Bridging Arts

Showing posts with label embroidery classes. Show all posts
Showing posts with label embroidery classes. Show all posts

Sunday, 17 April 2011

First of three films at Marlborough Hill

Monica Alcazar came to a couple of the embroidery sessions at Marlborough Hill, Harrow, and has put together three wonderful video clips.
Can be viewed on YouTube.  This is the first: the other two to follow later in the week.

Thursday, 17 February 2011

Filming, Valentine's Day and a birthday

A riotous time today at the Harrow embroidery class. Rosa Martyn from the Royal School of Needlework comes along to teach the goldwork pack.... Tomorrow (Friday) is Bharti's birthday (Bharti helps to run the group.) And there is a long-planned Valentine's Day party. Flowers and red roses have been bought. In the event, everyone decides to stick to the sewing. There will be other times to celebrate Valentine's Day.
Thankfully Monica Alcazar has come along to film the proceedings for posterity. More on YouTube in due course....

The day starts well with Bharti handing around nuts....


She gives me a coconut as a present as she says she has missed me (the first time that I have been able to come for a while)
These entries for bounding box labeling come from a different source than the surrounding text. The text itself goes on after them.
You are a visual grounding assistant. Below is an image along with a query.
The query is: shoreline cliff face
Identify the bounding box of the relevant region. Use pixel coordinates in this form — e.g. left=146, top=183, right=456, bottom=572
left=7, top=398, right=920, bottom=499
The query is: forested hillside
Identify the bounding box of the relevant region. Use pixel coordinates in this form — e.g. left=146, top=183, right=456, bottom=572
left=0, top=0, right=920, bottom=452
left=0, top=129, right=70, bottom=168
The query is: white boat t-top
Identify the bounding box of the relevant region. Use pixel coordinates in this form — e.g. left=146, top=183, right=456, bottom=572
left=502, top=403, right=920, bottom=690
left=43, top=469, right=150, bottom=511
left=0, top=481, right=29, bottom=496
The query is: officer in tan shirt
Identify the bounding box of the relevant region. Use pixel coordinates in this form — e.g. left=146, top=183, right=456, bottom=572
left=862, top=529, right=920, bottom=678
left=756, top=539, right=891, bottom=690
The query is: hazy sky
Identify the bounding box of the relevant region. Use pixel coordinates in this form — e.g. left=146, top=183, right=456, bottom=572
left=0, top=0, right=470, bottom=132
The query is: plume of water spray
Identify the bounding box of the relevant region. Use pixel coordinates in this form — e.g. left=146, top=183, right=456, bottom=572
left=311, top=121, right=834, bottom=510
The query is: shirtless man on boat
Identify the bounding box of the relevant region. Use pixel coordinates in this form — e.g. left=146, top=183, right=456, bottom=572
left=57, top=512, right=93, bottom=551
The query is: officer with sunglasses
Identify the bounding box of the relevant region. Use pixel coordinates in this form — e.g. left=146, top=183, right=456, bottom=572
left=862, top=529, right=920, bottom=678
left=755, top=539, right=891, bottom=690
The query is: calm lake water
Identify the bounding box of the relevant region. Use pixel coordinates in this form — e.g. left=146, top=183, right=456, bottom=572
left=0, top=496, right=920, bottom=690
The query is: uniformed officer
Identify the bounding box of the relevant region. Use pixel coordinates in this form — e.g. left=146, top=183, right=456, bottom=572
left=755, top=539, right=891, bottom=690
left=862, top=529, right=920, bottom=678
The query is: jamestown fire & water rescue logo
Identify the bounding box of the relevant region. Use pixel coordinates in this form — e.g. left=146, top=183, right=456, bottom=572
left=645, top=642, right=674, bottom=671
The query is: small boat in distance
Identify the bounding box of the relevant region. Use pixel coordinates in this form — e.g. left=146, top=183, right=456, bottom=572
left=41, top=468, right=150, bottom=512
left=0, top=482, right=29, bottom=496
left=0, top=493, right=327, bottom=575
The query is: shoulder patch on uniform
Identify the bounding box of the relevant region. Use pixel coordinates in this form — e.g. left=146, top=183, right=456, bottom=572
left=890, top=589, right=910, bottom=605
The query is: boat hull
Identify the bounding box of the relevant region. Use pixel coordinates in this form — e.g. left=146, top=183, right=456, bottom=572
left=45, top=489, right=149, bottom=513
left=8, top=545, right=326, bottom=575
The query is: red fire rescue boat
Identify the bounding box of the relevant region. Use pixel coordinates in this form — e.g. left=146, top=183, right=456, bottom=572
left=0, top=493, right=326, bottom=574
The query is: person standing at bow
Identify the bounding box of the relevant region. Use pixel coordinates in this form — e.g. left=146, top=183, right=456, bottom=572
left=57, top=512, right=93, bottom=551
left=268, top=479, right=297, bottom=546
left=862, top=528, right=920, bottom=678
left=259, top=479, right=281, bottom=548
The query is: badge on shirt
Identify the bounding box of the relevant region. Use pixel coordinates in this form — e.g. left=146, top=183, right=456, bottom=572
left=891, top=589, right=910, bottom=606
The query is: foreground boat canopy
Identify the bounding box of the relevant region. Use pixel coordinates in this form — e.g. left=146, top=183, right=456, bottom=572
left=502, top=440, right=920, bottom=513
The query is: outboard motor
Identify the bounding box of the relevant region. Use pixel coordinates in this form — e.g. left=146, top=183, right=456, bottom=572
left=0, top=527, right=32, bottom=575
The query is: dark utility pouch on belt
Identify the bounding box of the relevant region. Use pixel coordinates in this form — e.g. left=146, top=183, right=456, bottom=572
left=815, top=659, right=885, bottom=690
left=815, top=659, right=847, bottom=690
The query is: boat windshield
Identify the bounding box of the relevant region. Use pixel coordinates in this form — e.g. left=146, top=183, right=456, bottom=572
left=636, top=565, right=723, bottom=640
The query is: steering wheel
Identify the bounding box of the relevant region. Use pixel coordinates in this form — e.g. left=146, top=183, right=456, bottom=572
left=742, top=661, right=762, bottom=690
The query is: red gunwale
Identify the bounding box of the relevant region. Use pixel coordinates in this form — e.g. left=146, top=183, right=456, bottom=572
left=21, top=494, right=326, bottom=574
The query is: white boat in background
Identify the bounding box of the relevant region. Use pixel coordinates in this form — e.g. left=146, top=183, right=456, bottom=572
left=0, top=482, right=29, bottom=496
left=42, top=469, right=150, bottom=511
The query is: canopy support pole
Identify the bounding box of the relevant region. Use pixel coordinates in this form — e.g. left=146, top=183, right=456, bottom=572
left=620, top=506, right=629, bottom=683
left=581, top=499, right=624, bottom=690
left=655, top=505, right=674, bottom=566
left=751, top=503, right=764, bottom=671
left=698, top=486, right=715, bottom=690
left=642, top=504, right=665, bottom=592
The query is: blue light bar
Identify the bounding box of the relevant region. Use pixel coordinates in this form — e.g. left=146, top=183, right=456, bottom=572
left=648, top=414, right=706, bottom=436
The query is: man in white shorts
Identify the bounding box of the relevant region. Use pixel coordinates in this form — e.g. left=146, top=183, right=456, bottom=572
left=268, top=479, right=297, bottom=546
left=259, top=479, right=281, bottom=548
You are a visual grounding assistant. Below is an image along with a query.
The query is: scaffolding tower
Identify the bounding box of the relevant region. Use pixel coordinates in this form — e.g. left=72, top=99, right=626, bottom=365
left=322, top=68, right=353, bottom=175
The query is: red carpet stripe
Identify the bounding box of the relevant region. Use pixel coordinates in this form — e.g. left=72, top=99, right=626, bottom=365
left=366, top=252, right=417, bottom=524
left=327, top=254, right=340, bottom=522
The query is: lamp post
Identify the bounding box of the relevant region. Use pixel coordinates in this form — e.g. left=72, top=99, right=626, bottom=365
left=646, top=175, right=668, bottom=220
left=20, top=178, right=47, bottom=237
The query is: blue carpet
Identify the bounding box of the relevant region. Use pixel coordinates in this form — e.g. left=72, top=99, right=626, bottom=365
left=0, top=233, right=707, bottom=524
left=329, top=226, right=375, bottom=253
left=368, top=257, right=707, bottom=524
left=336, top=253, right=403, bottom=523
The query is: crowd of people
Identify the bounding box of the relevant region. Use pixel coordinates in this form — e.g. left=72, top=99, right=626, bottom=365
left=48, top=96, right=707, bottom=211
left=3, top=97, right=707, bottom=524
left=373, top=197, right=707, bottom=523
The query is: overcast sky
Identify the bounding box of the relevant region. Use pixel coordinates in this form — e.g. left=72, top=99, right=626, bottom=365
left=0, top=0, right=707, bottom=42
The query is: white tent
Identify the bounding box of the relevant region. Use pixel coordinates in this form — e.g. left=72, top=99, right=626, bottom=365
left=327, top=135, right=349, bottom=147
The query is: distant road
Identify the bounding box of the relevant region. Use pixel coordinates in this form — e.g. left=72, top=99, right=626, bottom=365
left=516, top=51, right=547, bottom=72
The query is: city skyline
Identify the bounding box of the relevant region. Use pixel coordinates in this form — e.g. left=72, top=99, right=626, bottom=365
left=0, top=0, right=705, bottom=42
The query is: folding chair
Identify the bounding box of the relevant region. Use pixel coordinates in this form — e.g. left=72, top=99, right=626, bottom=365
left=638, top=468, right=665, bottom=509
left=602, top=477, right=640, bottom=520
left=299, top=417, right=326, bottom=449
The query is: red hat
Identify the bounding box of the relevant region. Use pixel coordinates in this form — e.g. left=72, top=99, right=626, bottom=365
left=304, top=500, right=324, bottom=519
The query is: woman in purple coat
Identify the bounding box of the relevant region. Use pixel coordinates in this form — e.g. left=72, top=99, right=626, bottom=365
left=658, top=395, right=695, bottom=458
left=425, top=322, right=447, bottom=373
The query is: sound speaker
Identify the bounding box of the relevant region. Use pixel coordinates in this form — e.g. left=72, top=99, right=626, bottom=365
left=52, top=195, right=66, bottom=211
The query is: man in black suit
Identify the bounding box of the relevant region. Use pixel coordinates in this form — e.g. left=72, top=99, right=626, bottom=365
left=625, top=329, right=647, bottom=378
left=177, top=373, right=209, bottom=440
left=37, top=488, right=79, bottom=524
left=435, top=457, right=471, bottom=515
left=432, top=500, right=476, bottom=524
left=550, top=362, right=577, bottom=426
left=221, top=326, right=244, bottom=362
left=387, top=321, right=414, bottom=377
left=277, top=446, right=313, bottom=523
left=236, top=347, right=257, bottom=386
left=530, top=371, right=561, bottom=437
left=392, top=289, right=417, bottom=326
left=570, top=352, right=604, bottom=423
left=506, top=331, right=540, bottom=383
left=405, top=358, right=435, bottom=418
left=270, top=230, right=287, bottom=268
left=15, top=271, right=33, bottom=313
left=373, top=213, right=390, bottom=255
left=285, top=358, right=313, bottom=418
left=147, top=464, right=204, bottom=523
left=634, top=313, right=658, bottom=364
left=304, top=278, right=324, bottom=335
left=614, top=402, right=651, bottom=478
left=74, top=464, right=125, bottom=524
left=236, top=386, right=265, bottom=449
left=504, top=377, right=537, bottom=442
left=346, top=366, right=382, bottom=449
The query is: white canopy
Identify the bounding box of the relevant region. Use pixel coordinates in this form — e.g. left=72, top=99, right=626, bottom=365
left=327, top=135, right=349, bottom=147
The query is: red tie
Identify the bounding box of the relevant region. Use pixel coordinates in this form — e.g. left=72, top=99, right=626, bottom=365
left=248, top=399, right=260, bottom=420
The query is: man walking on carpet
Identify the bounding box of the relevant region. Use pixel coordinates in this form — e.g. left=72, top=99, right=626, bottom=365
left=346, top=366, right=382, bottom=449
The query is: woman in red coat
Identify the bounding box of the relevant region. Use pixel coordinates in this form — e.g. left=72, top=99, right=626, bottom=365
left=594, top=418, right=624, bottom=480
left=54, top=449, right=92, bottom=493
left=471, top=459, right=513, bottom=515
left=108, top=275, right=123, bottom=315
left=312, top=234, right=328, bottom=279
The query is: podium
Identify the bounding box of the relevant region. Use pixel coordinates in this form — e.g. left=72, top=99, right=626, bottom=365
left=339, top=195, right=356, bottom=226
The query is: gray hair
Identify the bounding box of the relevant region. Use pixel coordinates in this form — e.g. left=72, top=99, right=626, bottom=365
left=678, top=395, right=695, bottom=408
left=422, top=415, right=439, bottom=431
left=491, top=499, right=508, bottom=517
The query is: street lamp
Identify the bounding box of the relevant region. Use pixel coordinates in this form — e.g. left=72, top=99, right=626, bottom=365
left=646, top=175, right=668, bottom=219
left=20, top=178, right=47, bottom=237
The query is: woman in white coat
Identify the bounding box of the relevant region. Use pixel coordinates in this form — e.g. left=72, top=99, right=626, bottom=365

We're lucky to have Rosa Martyn from the Royal School of Needlework to teach. She arrives in a wonderful black jacket embellished with sequin applique

Starting on the goldwork packs

Breaking for lunch

Pasta a favourite with this group

Bharti with Ruby, the cook


Mina has brought her wedding sari for me to try on. Bharti - birthday girl - poses with me. This sari has a separate fitted skirt. Much easier to wear. Bought by Mina in Gujarat more years ago than she cares to remember. Valentine's Day party flowers ....



A group photo
 

The cake - with two hearts. One, Bharti says, for herself and the other for her husband. It is eggless.


Singing Happy Birthday





Thursday, 7 January 2010

Forging new friendships


The country is hit by blizzards and a cold day in Shepherds Bush - though not much snow on the Uxbridge Road. A short walk down the street to a sheltered housing complex that I didn't even realise was a neighbour. We are interested in taking the Stitch embroidery workshops into residential homes for older people and inviting people of all ages and backgrounds into the centres to join the classes. The manager of the complex says that her residents are isolated. She feels that in our culture - 21st century Britain - old age is not valued. In the summers in Nigeria, where she was brought up, she was sent off to the village where her grandmother lived. She learned how to cook, use native pots as refrigerators, sew....The wisdom of the old is valued. Not here.
People become flat and depressed through isolation. Classes - like the embroidery classes we are planning - could provide much needed interest and also be something to look forward to every week. They would  help to forge new friendships. More stimulus and also another way of engaging with people who need to be looked after and cared for.
Am shocked to think that this large, insular, community is on my doorstep and that I have such little contact with it.